In explanation, Stout notes that the theory came out of business schools and economics departments in the 1970s which had little regard for legal niceties; she attributes its enthusiastic uptake to its undoubted appeal to the two powerful interest groups that have monopolised the benefits, corporate managers and short-term shareholders, as well as to free-market ideologues. It has now congealed into an article of faith as impervious to questioning or doubt as any tenet of fundamentalist religion.
The third irony, of course, is that AZ uses exactly the same unreconstructed shareholder discourse as Pfizer, which is why it was vulnerable in the first place.

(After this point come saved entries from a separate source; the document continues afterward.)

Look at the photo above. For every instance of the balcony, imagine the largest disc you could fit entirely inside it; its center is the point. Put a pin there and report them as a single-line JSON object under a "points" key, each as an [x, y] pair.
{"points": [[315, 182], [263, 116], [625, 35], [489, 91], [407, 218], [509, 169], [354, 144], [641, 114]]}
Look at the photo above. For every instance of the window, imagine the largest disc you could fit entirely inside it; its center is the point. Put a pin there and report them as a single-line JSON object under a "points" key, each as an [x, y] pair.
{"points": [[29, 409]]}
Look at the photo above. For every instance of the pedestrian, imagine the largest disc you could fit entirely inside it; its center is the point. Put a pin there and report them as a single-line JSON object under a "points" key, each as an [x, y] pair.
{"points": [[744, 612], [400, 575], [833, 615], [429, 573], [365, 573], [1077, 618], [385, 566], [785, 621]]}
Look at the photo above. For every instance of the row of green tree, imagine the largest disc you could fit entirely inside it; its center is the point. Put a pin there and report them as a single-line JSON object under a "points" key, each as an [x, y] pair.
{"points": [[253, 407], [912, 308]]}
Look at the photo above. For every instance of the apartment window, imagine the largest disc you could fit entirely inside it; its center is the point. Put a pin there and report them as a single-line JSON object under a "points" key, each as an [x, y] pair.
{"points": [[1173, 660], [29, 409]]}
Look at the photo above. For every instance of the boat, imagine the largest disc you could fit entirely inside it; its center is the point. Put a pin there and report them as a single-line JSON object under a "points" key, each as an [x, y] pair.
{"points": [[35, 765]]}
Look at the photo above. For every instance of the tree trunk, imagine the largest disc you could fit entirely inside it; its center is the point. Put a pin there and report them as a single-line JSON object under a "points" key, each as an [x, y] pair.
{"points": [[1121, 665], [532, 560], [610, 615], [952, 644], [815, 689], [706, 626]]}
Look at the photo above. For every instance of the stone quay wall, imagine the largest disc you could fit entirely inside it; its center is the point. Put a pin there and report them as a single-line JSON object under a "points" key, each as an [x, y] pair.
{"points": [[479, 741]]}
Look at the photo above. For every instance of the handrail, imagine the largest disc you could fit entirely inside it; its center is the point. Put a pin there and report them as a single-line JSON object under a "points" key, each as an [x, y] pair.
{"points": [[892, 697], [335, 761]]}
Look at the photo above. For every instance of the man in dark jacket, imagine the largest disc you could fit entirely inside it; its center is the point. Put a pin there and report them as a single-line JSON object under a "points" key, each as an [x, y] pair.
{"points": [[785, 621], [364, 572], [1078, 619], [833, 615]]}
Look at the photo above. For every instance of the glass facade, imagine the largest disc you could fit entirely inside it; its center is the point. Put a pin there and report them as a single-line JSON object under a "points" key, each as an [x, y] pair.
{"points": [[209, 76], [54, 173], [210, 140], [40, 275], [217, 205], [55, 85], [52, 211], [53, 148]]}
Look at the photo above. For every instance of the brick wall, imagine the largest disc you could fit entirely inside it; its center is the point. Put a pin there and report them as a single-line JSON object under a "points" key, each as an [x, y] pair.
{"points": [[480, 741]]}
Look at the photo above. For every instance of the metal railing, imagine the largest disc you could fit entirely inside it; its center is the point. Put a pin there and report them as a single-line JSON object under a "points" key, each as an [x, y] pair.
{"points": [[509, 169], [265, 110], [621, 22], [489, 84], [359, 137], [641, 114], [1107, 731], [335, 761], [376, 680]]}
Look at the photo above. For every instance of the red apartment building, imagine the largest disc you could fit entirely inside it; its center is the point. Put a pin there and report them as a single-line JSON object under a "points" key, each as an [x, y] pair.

The implications for any such monstrous tie-up should be clear. A shareholder-value-driven entity of this size of Pfizer and AZ is too big and powerful not to have huge public-interest implications – and the public interest would be to ban it on those grounds alone. It would be too big to fail, and have every incentive to exploit that moral hazard for its shareholders. As the FT’s Martin Wolf decisively noted, the fate of such mergers should not be decided by shareholders, many of whom (as in the Cadbury-Kraft case) have no long-term interest in the company, but by the board in the interests of the company as a whole. Never trust a manager who is driven by shareholder value.